Existing Debts and Future Obligations

If the current entity is in debt, which numerous companies are, then you will certainly need to consider this when valuating/preparing your offer. Many operating businesses take out loans in order to cover things like supplies, payroll, accounts payable, so on and so forth. Remember that occasionally this can imply that profit margins are too tight. Numerous organisations come under a revolving door of taking on debt as a way to pay back other loans. Along with debts, there may additionally be future obligations to think about. There might be an outstanding lease on tools or the building where the business resides.

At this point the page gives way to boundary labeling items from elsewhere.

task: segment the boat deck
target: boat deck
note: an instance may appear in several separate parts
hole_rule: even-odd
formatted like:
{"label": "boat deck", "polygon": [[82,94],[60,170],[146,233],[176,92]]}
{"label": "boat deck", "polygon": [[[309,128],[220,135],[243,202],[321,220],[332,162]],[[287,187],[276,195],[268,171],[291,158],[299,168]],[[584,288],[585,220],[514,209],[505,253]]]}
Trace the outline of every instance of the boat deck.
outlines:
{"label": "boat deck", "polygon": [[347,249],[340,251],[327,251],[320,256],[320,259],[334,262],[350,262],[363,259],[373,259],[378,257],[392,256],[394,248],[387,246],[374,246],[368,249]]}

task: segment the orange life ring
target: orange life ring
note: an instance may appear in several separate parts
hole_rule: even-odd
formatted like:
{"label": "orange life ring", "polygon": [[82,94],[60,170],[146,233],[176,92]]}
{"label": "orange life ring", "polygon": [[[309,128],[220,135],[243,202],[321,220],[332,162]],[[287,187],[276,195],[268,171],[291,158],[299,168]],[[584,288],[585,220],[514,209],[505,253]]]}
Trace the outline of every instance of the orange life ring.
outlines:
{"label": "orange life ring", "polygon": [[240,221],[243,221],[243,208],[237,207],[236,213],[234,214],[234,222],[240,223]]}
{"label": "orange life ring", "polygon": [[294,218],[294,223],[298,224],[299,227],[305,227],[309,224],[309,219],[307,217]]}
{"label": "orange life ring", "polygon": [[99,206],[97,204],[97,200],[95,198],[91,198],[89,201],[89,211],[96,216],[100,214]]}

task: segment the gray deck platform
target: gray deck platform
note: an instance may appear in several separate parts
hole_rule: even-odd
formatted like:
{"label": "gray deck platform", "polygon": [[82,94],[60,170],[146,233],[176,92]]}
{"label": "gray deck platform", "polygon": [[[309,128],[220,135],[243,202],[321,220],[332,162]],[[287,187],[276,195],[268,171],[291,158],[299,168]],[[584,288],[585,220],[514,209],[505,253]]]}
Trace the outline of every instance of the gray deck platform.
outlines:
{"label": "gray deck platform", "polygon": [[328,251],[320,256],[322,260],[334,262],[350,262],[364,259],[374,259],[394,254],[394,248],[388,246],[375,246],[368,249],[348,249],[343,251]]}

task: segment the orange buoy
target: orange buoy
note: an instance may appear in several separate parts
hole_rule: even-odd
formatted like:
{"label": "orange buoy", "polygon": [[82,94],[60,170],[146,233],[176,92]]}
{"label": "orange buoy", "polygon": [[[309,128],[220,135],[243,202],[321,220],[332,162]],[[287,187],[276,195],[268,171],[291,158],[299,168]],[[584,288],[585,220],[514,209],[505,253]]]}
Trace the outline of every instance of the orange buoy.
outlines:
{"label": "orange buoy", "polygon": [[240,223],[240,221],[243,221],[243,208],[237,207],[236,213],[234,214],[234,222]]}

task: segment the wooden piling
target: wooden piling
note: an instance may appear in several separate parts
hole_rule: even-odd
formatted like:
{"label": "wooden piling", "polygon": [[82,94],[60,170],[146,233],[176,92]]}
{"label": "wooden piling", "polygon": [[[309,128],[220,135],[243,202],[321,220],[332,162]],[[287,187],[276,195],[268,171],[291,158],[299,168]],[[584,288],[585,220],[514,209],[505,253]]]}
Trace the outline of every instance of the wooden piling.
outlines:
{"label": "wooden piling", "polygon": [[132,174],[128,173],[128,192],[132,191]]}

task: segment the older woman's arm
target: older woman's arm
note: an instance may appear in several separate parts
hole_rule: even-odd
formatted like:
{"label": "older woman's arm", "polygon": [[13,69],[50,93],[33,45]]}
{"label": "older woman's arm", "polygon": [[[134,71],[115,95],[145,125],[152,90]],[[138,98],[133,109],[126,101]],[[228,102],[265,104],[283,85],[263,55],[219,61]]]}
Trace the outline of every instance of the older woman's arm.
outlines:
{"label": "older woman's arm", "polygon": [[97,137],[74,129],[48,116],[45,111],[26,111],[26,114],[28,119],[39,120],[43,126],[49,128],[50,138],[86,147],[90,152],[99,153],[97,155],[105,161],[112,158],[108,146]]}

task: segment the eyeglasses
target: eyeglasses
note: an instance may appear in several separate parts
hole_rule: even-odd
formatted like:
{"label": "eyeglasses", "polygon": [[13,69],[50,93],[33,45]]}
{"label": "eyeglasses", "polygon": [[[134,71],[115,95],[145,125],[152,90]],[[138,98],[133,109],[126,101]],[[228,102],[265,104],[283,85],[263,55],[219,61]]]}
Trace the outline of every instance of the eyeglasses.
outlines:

The business may have existing contracts with suppliers that should be satisfied or may lead to charges if terminated early.

Understanding the Customer Base, Competition and Area Demographics

How do businesses in the location draw in new consumers? Many times, operating businesses have repeat customers, which develop the core of their everyday profits. Specific aspects such as new competitors sprouting up around the area, road building and construction, and staff turnover can affect repeat customers and negatively influence future revenues. One essential thing to consider is the location of the business. Is it in an extremely trafficked shopping center, or is it concealed from the highway? Undoubtedly, the more people that see the business often, the better the possibility to construct a returning client base. A last idea is the basic area demographics. Is the business situated in a densely populated city, or is it situated on the outside border of town? Just how might the local median home income impact future revenue potential?